As McReynolds' career in the Corps began, he fell under the leadership and supervision of his ‘most influential role model' when he a private first class.

"My first impression of him was that he was obedient," said former Sgt. Nathan Toon, who was a chief cook at Combat Logistics Regiment 37, 2nd Marine Logistics Group, in Okinawa, Japan, at the time. "Anything we asked of him was no problem. He struck me as a very ‘good-to-go' guy."

McReynolds served under Toon for about 13 months, during which, he developed exceptional leadership traits under Toon's guidance. Eventually, McReynolds' hard work paid off and he was designated chief cook.

"There was one time when he was chief cook for his platoon and had only one Marine working with him to prepare and serve the chow," said Toon, a native of Washburn, Mo., as he recalled a time when McReynolds demonstrated his exceptional leadership and dependability. "Although it was a junior Marine working with him, McReynolds told the Marine to take a break while he continued working to ensure business in the chow hall was conducted professionally and efficiently."

McReynolds is grateful for the opportunities he had to serve his fellow Marines and lead them in several countries to include Thailand, Japan, South Korea and the Philippines. His current contract is slated to expire in October, 2014, after which, he will begin his 10-year plan to earn a degree in biogenetic engineering.

"There is just something about genes, the very core of how a person acts; it fascinates me," said McReynolds, who plans to also earn his bartending license within the next four years to help pay for his education.

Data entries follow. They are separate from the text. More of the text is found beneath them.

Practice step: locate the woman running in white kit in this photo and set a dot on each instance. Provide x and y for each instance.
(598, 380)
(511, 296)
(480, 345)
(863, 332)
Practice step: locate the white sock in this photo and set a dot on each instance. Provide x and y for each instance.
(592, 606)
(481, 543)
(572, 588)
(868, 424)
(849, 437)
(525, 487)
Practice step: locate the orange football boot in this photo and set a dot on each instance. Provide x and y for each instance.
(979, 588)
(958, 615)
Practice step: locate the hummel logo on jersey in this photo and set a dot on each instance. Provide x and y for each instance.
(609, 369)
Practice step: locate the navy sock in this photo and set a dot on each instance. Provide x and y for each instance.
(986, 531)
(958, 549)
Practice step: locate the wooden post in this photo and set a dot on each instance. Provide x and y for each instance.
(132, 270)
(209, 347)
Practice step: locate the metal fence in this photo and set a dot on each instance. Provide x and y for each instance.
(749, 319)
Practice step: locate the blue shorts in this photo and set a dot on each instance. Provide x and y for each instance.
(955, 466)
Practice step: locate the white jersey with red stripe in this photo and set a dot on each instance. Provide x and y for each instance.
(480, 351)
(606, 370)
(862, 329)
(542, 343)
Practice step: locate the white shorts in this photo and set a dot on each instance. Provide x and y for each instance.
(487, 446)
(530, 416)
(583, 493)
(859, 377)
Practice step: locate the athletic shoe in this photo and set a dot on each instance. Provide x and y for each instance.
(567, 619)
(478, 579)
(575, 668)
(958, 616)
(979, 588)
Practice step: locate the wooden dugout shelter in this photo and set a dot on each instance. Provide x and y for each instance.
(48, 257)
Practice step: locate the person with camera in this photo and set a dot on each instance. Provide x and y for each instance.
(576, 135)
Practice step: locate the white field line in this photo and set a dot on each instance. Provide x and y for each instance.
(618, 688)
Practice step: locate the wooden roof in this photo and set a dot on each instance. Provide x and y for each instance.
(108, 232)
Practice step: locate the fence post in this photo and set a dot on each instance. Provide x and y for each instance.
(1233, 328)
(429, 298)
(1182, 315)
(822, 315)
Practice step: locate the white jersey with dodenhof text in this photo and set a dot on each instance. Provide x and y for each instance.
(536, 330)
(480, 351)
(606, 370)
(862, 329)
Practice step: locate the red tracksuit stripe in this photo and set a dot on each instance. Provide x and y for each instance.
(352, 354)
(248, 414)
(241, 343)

McReynolds is thankful for his experience serving in the Marine Corps as he prepares for a new beginning at the University of Arizona.

"The camaraderie of the Corps and all the interesting people I've encountered will be sorely missed," said McReynolds. "I definitely needed this in my life. The discipline and the maturity I gained during my service set me up for future success as I start a new chapter in my life."